Ja, da kann man sich fragen, warum er so ärgerlich ist, aber Demokratiefähigkeit, und Regierungsfähig
keit machen sich nicht an einem Gesetz fest, das im Bundesrat beraten wird und Ihnen vielleicht entgegenkommt, aber das wirklich dem, wofür grüne Politik in der Flüchtlingspolitik über Jahre steht, diametral entgegengesetzt ist! Dass wir dies nicht mittragen können, zeigt, glaube ich auch, dass wir immer noch in einer Demokratie leben, eben nicht alles mitzutragen, was von oben vorgegeben wird, und dafür gibt es unterschiedliche Instrumente. – Vielen Dank!

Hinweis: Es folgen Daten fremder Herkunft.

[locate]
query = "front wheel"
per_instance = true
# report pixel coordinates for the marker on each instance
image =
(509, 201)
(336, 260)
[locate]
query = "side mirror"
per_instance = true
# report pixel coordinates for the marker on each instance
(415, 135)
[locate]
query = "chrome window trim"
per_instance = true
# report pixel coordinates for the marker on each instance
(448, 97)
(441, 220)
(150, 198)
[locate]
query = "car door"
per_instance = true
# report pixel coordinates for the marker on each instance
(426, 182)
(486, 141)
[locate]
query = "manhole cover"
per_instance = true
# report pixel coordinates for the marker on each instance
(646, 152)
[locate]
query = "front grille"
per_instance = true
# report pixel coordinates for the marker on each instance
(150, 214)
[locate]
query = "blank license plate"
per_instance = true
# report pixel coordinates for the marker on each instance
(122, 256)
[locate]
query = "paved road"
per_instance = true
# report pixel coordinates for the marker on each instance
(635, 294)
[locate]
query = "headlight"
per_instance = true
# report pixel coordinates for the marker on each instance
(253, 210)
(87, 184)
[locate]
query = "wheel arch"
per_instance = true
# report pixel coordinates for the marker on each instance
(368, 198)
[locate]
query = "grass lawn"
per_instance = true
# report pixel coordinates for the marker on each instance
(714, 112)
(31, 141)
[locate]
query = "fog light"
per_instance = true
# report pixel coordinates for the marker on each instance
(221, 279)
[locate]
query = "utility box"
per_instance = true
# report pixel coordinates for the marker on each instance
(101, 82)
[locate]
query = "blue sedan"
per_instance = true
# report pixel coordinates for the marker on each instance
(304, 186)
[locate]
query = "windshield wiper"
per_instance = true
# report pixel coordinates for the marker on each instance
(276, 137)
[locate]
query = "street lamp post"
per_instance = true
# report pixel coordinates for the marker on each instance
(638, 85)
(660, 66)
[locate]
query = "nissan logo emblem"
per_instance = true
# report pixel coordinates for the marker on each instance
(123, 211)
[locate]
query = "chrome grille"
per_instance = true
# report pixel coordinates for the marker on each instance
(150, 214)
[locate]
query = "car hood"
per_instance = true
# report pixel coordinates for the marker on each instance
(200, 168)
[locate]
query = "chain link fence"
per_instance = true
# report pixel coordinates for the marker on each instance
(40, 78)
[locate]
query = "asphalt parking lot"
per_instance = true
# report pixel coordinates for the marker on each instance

Herr Präsident, meine Damen und Herren! Die Debatte hier ist ja ziemlich bewegt. Ich erkläre mir die Erregung des Kollegen Röwekamp auch ein bisschen damit, dass er vielleicht ahnt, dass das, was mit diesem Gesetz beabsichtigt ist, wirklich verfassungswidrig ist.
Das hat das Bundesverfassungsgericht benannt, und genau da muss man die Rechtsprechung auch einmal ernst nehmen und durchlesen, sie ist zu dieser Frage eindeutig.
Ja, ich bin auch der Meinung – es ging zwar nicht in meine Richtung –, dass die Zustimmung durch die Ministerpräsidenten der anderen Länder einen Verfassungsbruch bewusst hinnimmt, was auch allen bewusst ist, und das ist auch das Kalkül, denn bis der nächste Schiedsspruch des Bundesverfassungsgerichts erfolgt, werden drei bis fünf Jahre vergehen, und genau das ist die Berechnung, bis dahin auf Abschreckung zu setzen. Das ist schäbig und bewusster Rechtsbruch, meine Damen und Herren!
Noch ein Satz zu dem angesprochenen Nacht- und Nebelerlass durch die Nationalsozialisten! Es war nie unsere Absicht, die Praxis nächtlicher, unangekündigter Abschiebungen in die Nähe der Verbrechen der Nationalsozialisten zu stellen. Ich glaube, dazu gehört auch etwas Kreativität, das in unseren Antrag hineinzuinterpretieren.
Wenn Sie kein anderes Argument haben, sich mit unseren Dingen auseinanderzusetzen, dann kommt so etwas. Ich finde es, ehrlich gesagt, etwas unlauter, Herr Tschöpe! – Danke!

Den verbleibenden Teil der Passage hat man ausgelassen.